Une intolérance terrible règne au Sénégal envers l'homosexualité, mais comme dans nombre d'autres pays, par ignorance, bêtise, avec le support de la religion, sorte d'inquisition sociale qui se cache derrière sa culture.
L'auteur nous dresse un panorama des pratiques cruelles de son pays envers les gays, puis nous emmène à la découverte de l'homme déterré, à la recherche de son identité et lui rend la réalité de son être.
J'ai aimé cette superbe prose qui nous parle d'humanité, d'obscurantisme, de haine, d'intolérance, du poison de la rumeur, du deuil et de sa douleur insurmontable, de rédemption.
Citations :
Page 13 : Le corps exhumé retomba au sol, la poussière s’éleva ; je fermais les yeux, saisi de terreur et de dépit, mais la vidéo continuait, elle flattait ma curiosité morbide, je les rouvris.
Page 15 : Éprouver une terreur sacrée devant un fait, en être profondément bouleversé, puis s’adonner au plaisir peu après en oubliant le drame : il n’y a qu’un homme pour être ainsi, pour être tour à tour, ou à la fois, le frère du monstre et la sœur de l’ange. Aucune vraie décence ne dure. Ou alors c’est seulement moi qui suis comme ça.
Page 46 : Mon père consacra son prêche à la vidéo de l’individu déterré ; autrement dit, il le consacra à l’homosexualité. Ses propos sans ambiguïté condamnèrent implacablement cette turpitude ignoble que la colère divine devait châtier. Il approuva le fait qu’on ait déterré l’homme, rappela le caractère sacré du cimetière religieux et affirma que la place des homosexuels était en prison car, en plus d’être des pêcheurs, les goor-jigéens étaient aussi des criminels, dont la seule présence au sein de la société menaçait sa cohésion et sa morale ; des êtres dont l’existence même constituait un crime contre l’humanité.

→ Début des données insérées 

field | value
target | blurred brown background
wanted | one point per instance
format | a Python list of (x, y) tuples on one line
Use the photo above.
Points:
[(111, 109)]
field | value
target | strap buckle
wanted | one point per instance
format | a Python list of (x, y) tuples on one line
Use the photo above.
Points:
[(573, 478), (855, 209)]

Page 53 : - Ils ne sont pas malades, intervint lentement mon père, d’une voix dure. Comment Dieu les aurait-Il frappés d’une maladie qui serait un péché ? Il ferait d’eux les coupables d’une faute dont ils ne seraient pas responsables ? Une faute d’origine divine, astafirulah, c’est impensable. Tout ça relève d’un choix conscient. Ces hommes ne sont pas malades. Dire qu’ils sont malades, Mbène, ce serait comme dire que Dieu est à l’origine de l’homosexualité…
Page 84 : Ce que tu appelles homophobie esthétique n’est qu’une prison de ta culture traditionnelle et religieuse sénégalaise, une prison dans laquelle le corps féminin, idéalisé, réduit à sa pure forme, demeure le seul corps sexuellement désirable et digne de fantasmes. C’est encore très moral, très religieux, très culturel, quoi que tu en dises.
Page 128 : Un deuil est un labyrinthe, et au cœur de ce labyrinthe, est tapi le Monstre, le Minotaure : l’être perdu. Il nous sourit ; il nous appelle ; on veut l’étreindre. C’est impossible, sauf à mourir aussi. Seul un mort sait étreindre un mort ; seule une ombre sait en embrasser une autre.